EX-5.1 2 ea023968101ex5-1_alpha.htm OPINION OF MEITAR | LAW OFFICES AS TO THE VALIDITY OF THE ORDINARY SHARES

Exhibit 5.1 

 

 

 

April 28, 2025

 

Alpha Tau Medical Ltd.
Kiryat HaMada St. 5
Jerusalem, Israel 9777605

 

RE: Alpha Tau Medical Ltd.

 

Ladies and Gentlemen:

 

We have acted as Israeli counsel to Alpha Tau Medical Ltd, a company organized under the laws of the State of Israel (the “Company”), in connection with the offer, issuance and sale of 14,110,121 ordinary shares, no par value per share (the “Ordinary Shares”) to the Purchaser (as defined in the Purchase Agreement) in a registered direct offering (the “Offering”) pursuant to the Share Purchase Agreement, between the Company and the Purchaser, dated April 24, 2025 (the “Purchase Agreement”). The Offering is being effected pursuant to a Registration Statement on Form F-3 (File No. 333-271073) (the “Registration Statement”), filed by the Company with the Securities and Exchange Commission (the “Commission”), the base prospectus, dated April 13, 2023, forming a part thereof (the “Base Prospectus”), the prospectus supplement, dated April 24, 2025, in the form filed with the Commission on April 28, 2025 (the “Prospectus Supplement” and together with the Base Prospectus, the “Prospectus”).

 

This opinion letter is furnished to you at your request to enable you to fulfill the requirements of Item 601(b)(5) of Regulation S-K under the Securities Act, in connection with the filing of the Registration Statement.

 

In connection herewith, we have examined the originals, or photocopies or copies, certified or otherwise identified to our satisfaction, of: (i) the Registration Statement; (ii) the Base Prospectus; (iii) the Prospectus Supplement; (iv) the Purchase Agreement; (v) the articles of association of the Company, as currently in effect (the “Articles”); (vi) resolutions of the board of directors (the “Board”) of the Company which have heretofore been approved and relate to the Registration Statement, the Prospectus and other actions to be taken in connection with the Offering; and (vii) such other corporate records, agreements, documents and other instruments, and such certificates or comparable documents of public officials and of officers of the Company as we have deemed relevant and necessary as a basis for the opinions hereafter set forth.
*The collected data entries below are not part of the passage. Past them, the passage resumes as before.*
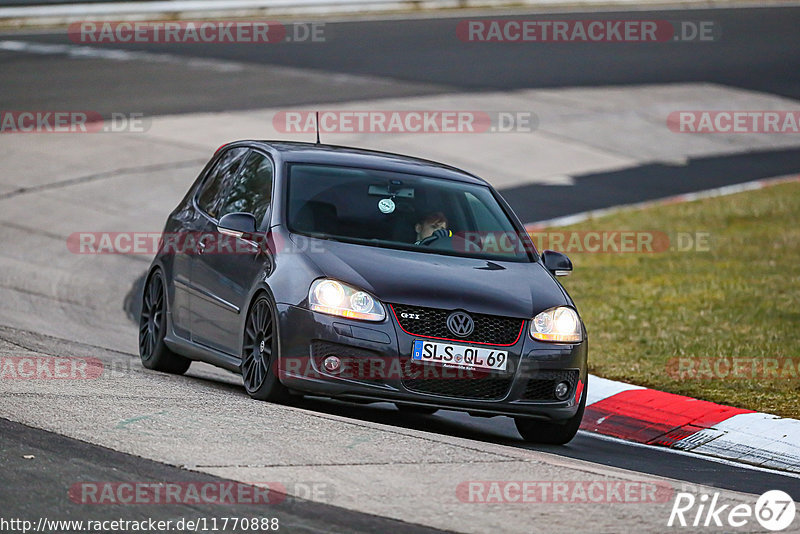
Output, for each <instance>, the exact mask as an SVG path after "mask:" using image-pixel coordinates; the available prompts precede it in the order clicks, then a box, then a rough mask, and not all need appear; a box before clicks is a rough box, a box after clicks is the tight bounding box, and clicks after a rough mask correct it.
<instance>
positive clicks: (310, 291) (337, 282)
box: [308, 278, 386, 321]
mask: <svg viewBox="0 0 800 534" xmlns="http://www.w3.org/2000/svg"><path fill="white" fill-rule="evenodd" d="M308 305H309V307H310V308H311V309H312V310H314V311H318V312H320V313H327V314H329V315H338V316H340V317H347V318H348V319H361V320H362V321H383V320H384V319H385V318H386V312H385V311H384V309H383V306H382V305H381V303H380V302H379V301H378V300H377V299H375V298H374V297H373V296H372V295H370V294H369V293H367V292H365V291H361V290H360V289H356V288H354V287H350V286H348V285H347V284H343V283H342V282H338V281H336V280H331V279H329V278H321V279H319V280H315V281H314V283H313V284H311V289H309V291H308Z"/></svg>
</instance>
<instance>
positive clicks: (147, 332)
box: [139, 271, 192, 375]
mask: <svg viewBox="0 0 800 534" xmlns="http://www.w3.org/2000/svg"><path fill="white" fill-rule="evenodd" d="M166 331H167V299H166V291H164V278H163V277H162V275H161V271H155V272H154V273H153V275H152V276H151V277H150V280H148V282H147V285H146V286H145V288H144V294H143V295H142V313H141V315H140V316H139V357H140V358H141V359H142V365H144V366H145V367H147V368H148V369H153V370H155V371H163V372H166V373H174V374H178V375H180V374H183V373H185V372H186V370H187V369H188V368H189V366H190V365H191V364H192V361H191V360H189V359H188V358H184V357H183V356H180V355H178V354H175V353H174V352H172V351H171V350H169V348H167V346H166V345H165V344H164V336H165V335H166Z"/></svg>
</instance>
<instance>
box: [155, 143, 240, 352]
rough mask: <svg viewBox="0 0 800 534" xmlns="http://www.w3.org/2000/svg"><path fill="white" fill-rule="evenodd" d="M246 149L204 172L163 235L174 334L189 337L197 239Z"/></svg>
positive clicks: (226, 154) (223, 154) (224, 155)
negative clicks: (169, 280)
mask: <svg viewBox="0 0 800 534" xmlns="http://www.w3.org/2000/svg"><path fill="white" fill-rule="evenodd" d="M247 150H248V149H247V148H233V149H230V150H226V151H224V152H221V153H220V154H218V155H217V157H215V158H214V160H213V162H212V164H211V165H209V166H208V168H207V169H206V170H205V171H204V174H203V176H202V177H201V180H200V184H199V186H198V187H197V188H196V190H195V191H194V192H193V194H192V196H191V197H190V198H189V199H188V201H187V202H186V203H185V204H184V205H183V206H181V209H180V210H179V211H176V212H175V213H174V214H173V215H172V219H171V221H170V223H169V225H168V228H167V232H168V233H167V235H165V236H164V240H165V247H166V248H167V250H168V251H170V252H171V254H170V255H169V257H168V259H167V261H169V262H171V266H170V267H171V271H172V277H171V279H172V280H173V282H174V287H175V292H174V295H175V296H174V300H173V301H172V302H171V303H170V310H171V313H172V325H173V329H174V331H175V333H176V334H177V335H178V336H180V337H183V338H186V339H189V338H190V337H191V323H192V316H191V304H192V300H193V299H194V294H193V288H192V283H191V278H192V262H193V261H194V256H195V254H196V249H197V247H196V240H197V238H198V236H199V235H200V233H201V232H202V231H203V230H204V229H205V227H206V224H207V222H208V214H207V213H208V212H216V209H217V206H218V205H219V203H220V202H221V201H222V194H223V193H224V189H223V187H222V181H223V178H224V177H225V176H226V174H227V173H230V172H235V169H238V166H239V165H241V162H242V161H243V159H244V157H245V156H246V154H247Z"/></svg>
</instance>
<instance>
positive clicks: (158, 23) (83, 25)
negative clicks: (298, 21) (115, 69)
mask: <svg viewBox="0 0 800 534" xmlns="http://www.w3.org/2000/svg"><path fill="white" fill-rule="evenodd" d="M68 35H69V38H70V40H71V41H72V42H75V43H80V44H119V43H137V44H197V43H205V44H208V43H217V44H274V43H287V42H291V43H322V42H325V23H324V22H292V23H288V24H284V23H281V22H278V21H274V20H264V21H257V20H256V21H225V20H221V21H210V20H206V21H154V22H144V21H142V22H129V21H119V22H111V21H82V22H75V23H73V24H70V26H69V29H68Z"/></svg>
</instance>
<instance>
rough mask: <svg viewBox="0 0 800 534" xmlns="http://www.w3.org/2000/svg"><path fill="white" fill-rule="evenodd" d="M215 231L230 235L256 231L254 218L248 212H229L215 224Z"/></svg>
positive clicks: (252, 216)
mask: <svg viewBox="0 0 800 534" xmlns="http://www.w3.org/2000/svg"><path fill="white" fill-rule="evenodd" d="M217 231H218V232H219V233H221V234H225V235H229V236H232V237H242V236H244V235H250V234H254V233H256V218H255V217H253V215H252V214H250V213H229V214H227V215H224V216H223V217H222V219H220V220H219V223H218V224H217Z"/></svg>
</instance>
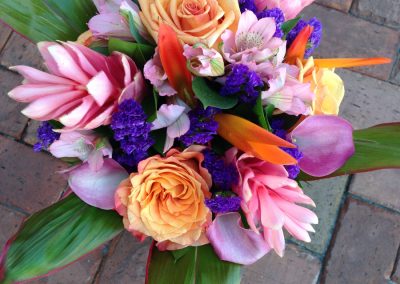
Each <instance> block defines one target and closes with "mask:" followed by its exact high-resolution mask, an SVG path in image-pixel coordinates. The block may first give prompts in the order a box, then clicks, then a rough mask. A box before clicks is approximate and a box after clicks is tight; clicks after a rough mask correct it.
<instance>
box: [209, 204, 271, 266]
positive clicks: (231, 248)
mask: <svg viewBox="0 0 400 284" xmlns="http://www.w3.org/2000/svg"><path fill="white" fill-rule="evenodd" d="M207 237H208V239H209V241H210V242H211V245H212V246H213V248H214V251H215V252H216V254H217V255H218V256H219V258H220V259H222V260H225V261H230V262H234V263H239V264H243V265H250V264H252V263H254V262H256V261H257V260H259V259H260V258H261V257H263V256H264V255H266V254H267V253H268V252H269V251H270V247H269V246H268V245H267V243H266V242H265V240H264V238H263V236H262V234H257V233H256V232H254V231H253V230H249V229H245V228H243V227H242V225H241V223H240V215H239V213H236V212H235V213H227V214H220V215H217V217H216V218H215V219H214V221H213V223H212V224H211V225H210V227H208V229H207Z"/></svg>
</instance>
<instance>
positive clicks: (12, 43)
mask: <svg viewBox="0 0 400 284" xmlns="http://www.w3.org/2000/svg"><path fill="white" fill-rule="evenodd" d="M0 63H1V65H4V66H7V67H10V66H14V65H28V66H32V67H35V68H39V69H43V68H44V65H43V60H42V57H41V56H40V53H39V51H38V49H37V47H36V45H35V44H33V43H32V42H30V41H28V40H27V39H25V38H23V37H22V36H20V35H19V34H17V33H13V34H12V35H11V37H10V39H9V40H8V42H7V44H6V46H5V47H4V49H3V51H2V53H1V57H0Z"/></svg>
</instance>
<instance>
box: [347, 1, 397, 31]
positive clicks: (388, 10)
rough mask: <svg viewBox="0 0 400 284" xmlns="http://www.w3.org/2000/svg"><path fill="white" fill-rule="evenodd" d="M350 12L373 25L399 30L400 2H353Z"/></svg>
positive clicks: (377, 1) (380, 1) (367, 1)
mask: <svg viewBox="0 0 400 284" xmlns="http://www.w3.org/2000/svg"><path fill="white" fill-rule="evenodd" d="M351 12H352V13H353V14H354V15H357V16H359V17H362V18H364V19H367V20H370V21H373V22H375V23H378V24H381V25H384V26H387V27H392V28H394V29H400V1H398V0H379V1H376V0H354V4H353V6H352V9H351Z"/></svg>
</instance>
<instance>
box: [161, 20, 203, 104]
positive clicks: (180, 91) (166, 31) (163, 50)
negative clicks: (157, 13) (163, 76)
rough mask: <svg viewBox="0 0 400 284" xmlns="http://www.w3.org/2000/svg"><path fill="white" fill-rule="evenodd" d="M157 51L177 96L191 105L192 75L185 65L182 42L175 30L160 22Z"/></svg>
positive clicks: (194, 103) (193, 102)
mask: <svg viewBox="0 0 400 284" xmlns="http://www.w3.org/2000/svg"><path fill="white" fill-rule="evenodd" d="M158 51H159V54H160V59H161V64H162V66H163V68H164V70H165V73H166V74H167V77H168V82H169V83H170V85H171V86H172V87H173V88H174V89H175V90H176V91H177V92H178V97H179V98H180V99H182V100H183V101H184V102H186V103H187V104H188V105H189V106H191V107H193V106H194V105H195V100H194V94H193V90H192V75H191V74H190V72H189V70H188V69H187V67H186V58H185V57H184V56H183V47H182V44H181V43H180V42H179V39H178V37H177V35H176V33H175V31H174V30H173V29H172V28H171V27H170V26H168V25H167V24H164V23H160V27H159V30H158Z"/></svg>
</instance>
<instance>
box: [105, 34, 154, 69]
mask: <svg viewBox="0 0 400 284" xmlns="http://www.w3.org/2000/svg"><path fill="white" fill-rule="evenodd" d="M108 49H109V51H110V53H111V52H113V51H119V52H122V53H124V54H126V55H128V56H130V57H131V58H132V59H133V61H135V63H136V64H137V65H138V66H139V67H143V66H144V64H145V63H146V62H147V60H149V59H150V58H151V57H152V56H153V54H154V47H152V46H150V45H147V44H141V43H136V42H129V41H124V40H120V39H116V38H110V39H109V41H108Z"/></svg>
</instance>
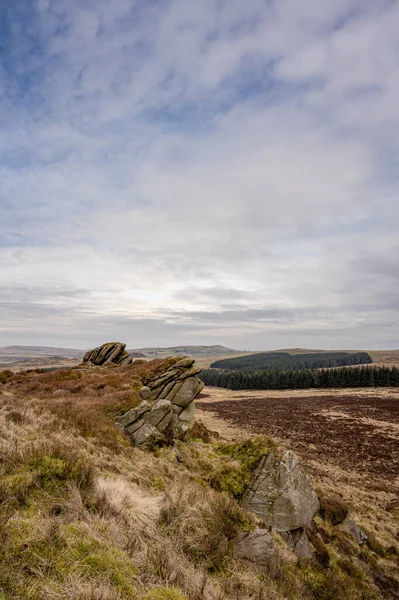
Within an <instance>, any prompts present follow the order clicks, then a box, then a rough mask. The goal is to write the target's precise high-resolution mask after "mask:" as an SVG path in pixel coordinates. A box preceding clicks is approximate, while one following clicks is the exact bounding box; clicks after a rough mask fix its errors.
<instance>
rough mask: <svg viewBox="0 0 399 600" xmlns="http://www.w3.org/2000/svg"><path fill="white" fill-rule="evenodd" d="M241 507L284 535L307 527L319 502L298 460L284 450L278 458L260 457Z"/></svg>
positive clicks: (269, 526) (271, 456)
mask: <svg viewBox="0 0 399 600" xmlns="http://www.w3.org/2000/svg"><path fill="white" fill-rule="evenodd" d="M244 506H245V508H246V509H247V510H248V511H250V512H252V513H254V514H255V515H256V516H257V517H259V518H260V519H262V520H263V521H265V522H266V524H267V525H268V526H269V527H271V528H272V529H274V530H276V531H279V532H284V531H292V530H294V529H300V528H305V527H308V526H309V525H310V524H311V522H312V520H313V518H314V516H315V514H316V513H317V511H318V509H319V500H318V498H317V495H316V493H315V491H314V490H313V487H312V485H311V483H310V481H309V480H308V478H307V476H306V473H305V471H304V470H303V468H302V466H301V464H300V462H299V460H298V458H297V457H296V456H295V455H294V454H293V452H291V451H290V450H288V451H286V452H285V453H284V454H283V456H282V458H281V459H280V458H278V457H277V456H275V455H274V454H269V455H267V456H264V457H263V459H262V460H261V462H260V464H259V467H258V468H257V470H256V472H255V474H254V477H253V479H252V481H251V484H250V488H249V490H248V492H247V493H246V495H245V498H244Z"/></svg>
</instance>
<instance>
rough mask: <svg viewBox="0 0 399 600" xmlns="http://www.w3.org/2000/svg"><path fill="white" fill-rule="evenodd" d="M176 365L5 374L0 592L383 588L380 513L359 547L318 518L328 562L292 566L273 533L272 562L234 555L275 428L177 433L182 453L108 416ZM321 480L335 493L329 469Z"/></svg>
mask: <svg viewBox="0 0 399 600" xmlns="http://www.w3.org/2000/svg"><path fill="white" fill-rule="evenodd" d="M172 363H173V361H172V362H171V361H167V362H165V361H152V362H150V363H144V364H134V365H133V366H132V367H129V368H109V369H101V368H100V369H71V370H66V371H56V372H51V373H41V372H32V373H24V374H15V375H13V376H11V377H7V380H6V382H5V383H4V384H0V478H1V479H0V481H1V483H0V599H1V600H6V599H7V600H24V599H28V600H63V599H74V600H125V599H126V600H127V599H129V600H131V599H137V600H250V599H251V600H284V599H287V600H311V599H312V598H314V599H320V600H347V599H348V598H351V599H352V598H353V599H354V600H372V599H376V600H377V599H380V598H384V597H389V596H384V595H383V594H382V593H381V592H380V591H379V590H378V588H377V587H376V585H375V583H374V579H373V576H372V574H371V570H372V569H374V571H375V570H377V571H378V573H379V574H380V577H386V578H388V577H390V576H391V572H392V566H391V565H392V563H393V561H394V560H396V559H397V555H396V554H395V553H396V545H395V544H396V543H395V542H394V541H393V538H392V539H389V540H388V539H387V538H386V529H384V535H383V536H382V535H379V532H378V531H377V525H378V523H377V514H378V513H377V511H376V513H375V515H374V514H373V515H372V518H371V523H370V524H369V530H370V531H369V532H370V534H371V536H373V537H372V538H371V537H370V540H371V539H372V541H371V542H370V544H369V546H368V547H367V548H364V549H360V548H359V547H356V546H355V545H354V544H353V543H352V542H351V541H350V540H347V537H346V536H345V534H342V533H340V532H337V530H335V528H334V527H333V525H332V523H331V522H330V521H331V520H328V519H322V518H321V517H319V518H318V523H317V530H316V531H315V532H314V536H315V540H318V541H314V544H315V545H316V546H318V547H317V548H316V551H317V553H318V555H319V559H320V556H322V554H323V552H324V559H325V560H324V562H323V561H321V560H319V561H317V560H314V561H311V562H307V563H299V564H298V562H297V560H296V558H295V557H294V556H293V555H292V553H291V552H290V551H289V550H288V549H287V547H286V546H285V545H284V544H283V543H282V541H281V540H280V539H278V538H276V552H277V558H276V565H275V567H274V568H273V569H269V570H265V569H263V570H256V569H254V568H253V567H251V566H249V565H247V564H245V563H244V562H242V561H240V560H238V559H237V558H236V556H235V550H234V548H235V540H236V539H237V536H238V535H239V534H240V532H241V531H244V530H247V531H248V530H251V529H252V528H254V527H255V526H256V525H257V523H256V522H255V520H254V518H253V517H251V516H250V515H249V514H247V513H246V512H245V511H243V509H242V508H241V506H240V504H239V502H237V500H236V499H235V498H234V496H235V497H236V498H239V497H240V494H241V491H242V486H244V485H245V482H246V481H247V479H248V477H249V476H250V473H251V471H252V469H253V468H254V467H255V465H256V462H257V459H258V457H259V456H260V454H261V453H262V452H265V451H268V449H270V448H271V447H273V441H272V440H269V439H267V438H261V437H258V438H255V440H252V441H245V440H240V442H239V443H237V444H236V443H226V442H225V441H224V440H217V439H216V440H214V441H212V439H213V438H212V435H211V434H209V432H207V431H206V428H204V427H202V428H201V427H198V428H197V434H195V431H194V432H193V435H194V436H195V435H197V436H199V437H197V438H194V439H191V440H186V441H185V442H179V443H178V444H177V446H178V448H179V451H180V454H181V456H182V459H183V462H182V463H177V461H176V456H175V454H174V452H173V451H172V450H171V449H170V448H168V447H165V448H159V449H157V450H155V451H153V452H148V451H145V450H141V449H138V448H133V447H131V446H130V444H129V443H128V442H127V438H125V437H124V436H123V435H122V434H121V433H120V432H119V430H118V429H116V428H115V427H114V425H113V416H114V415H115V414H116V413H117V412H118V411H125V410H127V409H129V408H131V407H132V406H134V405H135V404H137V403H138V402H139V396H138V389H139V387H140V385H141V381H142V380H144V379H145V378H146V377H149V376H151V375H153V374H154V373H156V372H158V373H159V372H163V370H165V369H166V368H168V367H169V366H170V365H171V364H172ZM321 481H322V483H321V487H322V490H321V491H322V493H323V495H325V496H328V495H330V494H331V487H332V486H333V483H332V481H333V480H331V485H330V486H328V485H326V484H325V478H323V477H322V478H321ZM318 483H319V482H318ZM387 497H388V494H387ZM362 502H363V499H362ZM350 504H351V510H352V505H354V504H355V503H350ZM329 506H330V505H329ZM330 508H331V507H330ZM359 510H360V513H359V514H360V515H363V514H364V513H363V505H362V503H361V504H360V509H359ZM334 514H335V513H334ZM356 516H357V517H358V515H357V514H356ZM359 518H360V516H359ZM360 520H361V519H360ZM389 523H390V524H391V523H392V521H389ZM388 541H389V543H388ZM378 544H380V545H378ZM325 553H327V555H326V554H325ZM327 556H328V561H327ZM348 561H349V562H348ZM354 561H355V562H356V561H363V563H364V564H365V565H366V567H364V566H363V567H362V566H361V563H360V562H359V565H358V566H356V565H355V566H351V563H353V562H354ZM327 562H328V564H327ZM384 585H385V586H386V589H388V588H389V585H391V586H393V585H394V584H393V583H392V582H390V581H389V579H387V580H386V581H385V583H384ZM392 597H393V596H392Z"/></svg>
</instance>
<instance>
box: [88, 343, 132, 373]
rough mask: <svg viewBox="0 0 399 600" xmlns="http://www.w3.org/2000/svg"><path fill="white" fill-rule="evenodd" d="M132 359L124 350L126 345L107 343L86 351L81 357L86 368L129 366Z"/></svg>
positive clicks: (125, 347) (130, 362)
mask: <svg viewBox="0 0 399 600" xmlns="http://www.w3.org/2000/svg"><path fill="white" fill-rule="evenodd" d="M132 362H133V359H132V357H131V356H130V355H129V353H128V352H127V350H126V344H121V343H120V342H108V343H107V344H103V345H102V346H98V347H97V348H94V350H88V351H87V352H86V354H85V355H84V357H83V364H84V365H86V366H96V367H102V366H109V365H124V366H127V365H130V364H132Z"/></svg>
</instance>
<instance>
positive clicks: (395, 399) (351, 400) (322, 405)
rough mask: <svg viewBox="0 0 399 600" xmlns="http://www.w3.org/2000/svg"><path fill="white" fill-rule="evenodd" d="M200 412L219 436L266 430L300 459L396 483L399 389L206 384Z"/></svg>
mask: <svg viewBox="0 0 399 600" xmlns="http://www.w3.org/2000/svg"><path fill="white" fill-rule="evenodd" d="M197 407H198V409H199V416H200V418H201V419H202V420H204V422H205V424H206V425H207V426H208V427H210V428H211V429H212V428H213V429H215V430H216V431H218V432H219V433H220V434H221V435H223V437H226V438H229V437H230V438H231V437H240V435H243V434H244V433H247V434H248V433H258V434H266V435H270V436H273V437H275V438H278V439H280V440H282V441H283V442H284V444H285V445H286V446H290V447H291V448H293V449H294V450H296V451H297V452H298V453H299V454H300V455H301V456H302V458H304V459H306V460H309V461H317V463H319V464H320V463H325V464H326V465H330V466H336V467H339V468H341V469H345V470H348V471H355V472H356V473H358V474H362V473H363V474H364V475H365V476H372V477H373V479H375V478H378V479H381V480H384V481H386V482H387V483H389V484H391V485H392V484H393V485H395V483H396V484H398V483H399V390H397V389H396V390H395V389H384V388H382V389H374V388H373V389H361V390H359V389H347V390H346V389H345V390H285V391H275V390H267V391H263V390H262V391H260V390H256V391H255V390H251V391H245V392H243V391H232V390H226V389H221V388H211V387H208V388H205V390H204V393H203V394H202V395H201V396H200V398H199V399H198V401H197Z"/></svg>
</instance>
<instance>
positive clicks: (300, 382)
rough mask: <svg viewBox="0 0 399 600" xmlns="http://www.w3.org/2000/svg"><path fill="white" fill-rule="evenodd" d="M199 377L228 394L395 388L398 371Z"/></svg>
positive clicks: (207, 369)
mask: <svg viewBox="0 0 399 600" xmlns="http://www.w3.org/2000/svg"><path fill="white" fill-rule="evenodd" d="M223 362H224V361H223ZM200 377H201V379H202V381H203V382H204V383H205V384H206V385H211V386H215V387H223V388H228V389H230V390H286V389H292V390H294V389H301V388H302V389H306V388H347V387H399V369H398V368H397V367H369V366H366V367H364V366H363V367H351V368H346V369H319V370H312V369H302V370H298V369H296V370H286V369H274V370H263V371H259V370H256V371H255V370H254V371H232V370H223V371H222V370H216V369H205V370H204V371H202V373H201V374H200Z"/></svg>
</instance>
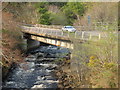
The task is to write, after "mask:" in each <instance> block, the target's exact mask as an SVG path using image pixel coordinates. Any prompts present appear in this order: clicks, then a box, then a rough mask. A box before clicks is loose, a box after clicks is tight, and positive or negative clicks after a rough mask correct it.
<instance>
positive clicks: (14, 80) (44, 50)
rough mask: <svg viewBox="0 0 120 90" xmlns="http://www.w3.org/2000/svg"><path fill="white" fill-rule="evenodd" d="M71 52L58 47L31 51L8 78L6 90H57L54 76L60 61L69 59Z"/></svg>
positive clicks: (40, 46) (37, 49)
mask: <svg viewBox="0 0 120 90" xmlns="http://www.w3.org/2000/svg"><path fill="white" fill-rule="evenodd" d="M69 54H70V52H69V50H68V49H66V48H61V47H57V46H51V45H49V46H40V47H39V48H37V49H35V50H33V51H31V52H30V53H29V55H28V56H27V57H26V58H25V62H23V63H20V64H19V65H18V66H17V67H16V68H15V69H14V70H13V71H12V72H11V73H10V74H9V76H8V77H7V80H6V81H5V82H4V84H3V89H4V88H9V89H10V88H19V89H20V88H21V89H22V90H24V89H26V88H27V89H33V88H57V84H58V82H59V81H58V80H57V79H56V78H55V76H54V73H53V72H54V71H55V69H56V67H57V64H56V61H57V60H58V59H63V58H69Z"/></svg>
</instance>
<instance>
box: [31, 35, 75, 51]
mask: <svg viewBox="0 0 120 90" xmlns="http://www.w3.org/2000/svg"><path fill="white" fill-rule="evenodd" d="M31 39H33V40H37V41H40V42H44V43H48V44H52V45H55V46H60V47H65V48H69V49H73V44H72V43H71V42H68V41H67V42H66V41H62V40H58V39H52V38H47V37H40V36H35V35H31Z"/></svg>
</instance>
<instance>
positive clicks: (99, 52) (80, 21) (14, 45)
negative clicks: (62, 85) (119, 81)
mask: <svg viewBox="0 0 120 90" xmlns="http://www.w3.org/2000/svg"><path fill="white" fill-rule="evenodd" d="M116 10H117V3H83V2H79V3H75V2H39V3H30V2H29V3H25V2H24V3H11V2H9V3H3V8H2V14H3V21H2V26H3V28H2V32H3V38H2V45H3V46H4V47H3V52H2V57H3V60H2V62H0V64H1V65H2V67H3V72H5V73H6V72H7V71H8V69H9V67H10V66H11V64H12V63H13V62H16V63H18V62H20V61H21V60H22V59H23V58H22V54H23V52H22V48H21V47H22V38H21V35H22V33H21V32H20V31H19V30H20V28H18V26H20V25H22V24H36V23H39V24H44V25H52V24H54V25H76V26H81V25H84V26H88V16H90V24H89V25H91V26H92V25H96V27H97V28H99V30H100V31H103V33H104V34H107V35H108V36H107V37H105V38H104V39H101V40H98V41H96V42H92V41H88V42H85V43H78V42H77V41H76V40H75V39H73V38H71V39H72V41H73V42H74V43H75V45H74V47H75V48H74V50H73V51H72V53H73V58H72V60H71V62H70V63H71V69H70V70H71V74H72V75H74V79H73V81H74V83H75V88H76V87H79V88H81V87H83V85H84V87H85V88H86V87H87V88H116V87H118V82H117V79H118V61H117V60H118V56H117V54H118V52H117V50H118V47H117V42H118V41H117V38H118V37H117V35H115V34H114V32H115V30H116V26H117V15H118V14H117V13H116V12H118V11H116ZM98 22H99V23H98ZM111 22H112V23H111ZM101 26H102V27H104V28H107V30H106V31H105V30H103V29H102V28H100V27H101ZM8 37H9V38H8ZM71 37H72V36H71ZM3 74H4V73H3ZM72 84H73V83H72Z"/></svg>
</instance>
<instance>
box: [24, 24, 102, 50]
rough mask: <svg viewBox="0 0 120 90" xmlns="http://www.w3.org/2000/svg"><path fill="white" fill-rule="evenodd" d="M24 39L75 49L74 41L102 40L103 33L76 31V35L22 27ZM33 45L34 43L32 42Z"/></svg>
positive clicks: (49, 30) (42, 28) (32, 28)
mask: <svg viewBox="0 0 120 90" xmlns="http://www.w3.org/2000/svg"><path fill="white" fill-rule="evenodd" d="M22 32H23V33H24V37H25V38H27V39H32V40H36V41H40V42H43V43H48V44H52V45H56V46H61V47H65V48H70V49H73V48H74V45H73V41H74V40H77V41H78V42H84V41H86V40H94V41H95V40H100V39H101V35H102V33H101V32H98V31H78V30H77V31H76V32H75V33H70V32H63V31H62V30H61V29H53V28H43V27H36V26H33V27H28V26H22ZM32 43H33V42H32Z"/></svg>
We have also made inquiries of such officers as we have deemed relevant and necessary as a basis for the opinions hereafter set forth.

 

In such examination, we have assumed the genuineness of all signatures, the legal capacity of all natural persons, the authenticity of all documents submitted to us as originals, the conformity to original documents of all documents submitted to us as certified copies or confirmed as photostatic copies, and the authenticity of the originals of such latter documents. We have also assumed the truth of all facts communicated to us by the Company and that all minutes of meetings of the Board and the shareholders of the Company that have been provided to us are true and accurate and have been properly prepared in accordance with the Articles and all applicable laws.

  

On the basis of the foregoing, and in reliance thereon, we are of the opinion that the Ordinary Shares issued in the Offering are validly issued, fully paid and non-assessable. 

 

Members of our firm are admitted to the Bar in the State of Israel, and we do not express any opinion as to the laws of any other jurisdiction. This opinion is limited to the matters stated herein and no opinion is implied or may be inferred beyond the matters expressly stated.

 

We consent to the filing of this opinion as an exhibit to the Registration Statement (as an exhibit to a Report of Foreign Private Issuer on Form 6-K that is incorporated by reference in the Registration Statement) and to the reference to our firm appearing under the caption “Legal Matters” in the Prospectus. In giving this consent, we do not thereby admit that we are within the category of persons whose consent is required under Section 7 of the Securities Act, the rules and regulations of the Commission promulgated thereunder or Item 509 of the Commission’s Regulation S-K under the Securities Act.

 

This opinion letter is rendered as of the date hereof and we disclaim any obligation to advise you of facts, circumstances, events or developments that may be brought to our attention after the date of the Registration Statement that may alter, affect or modify the opinions expressed herein.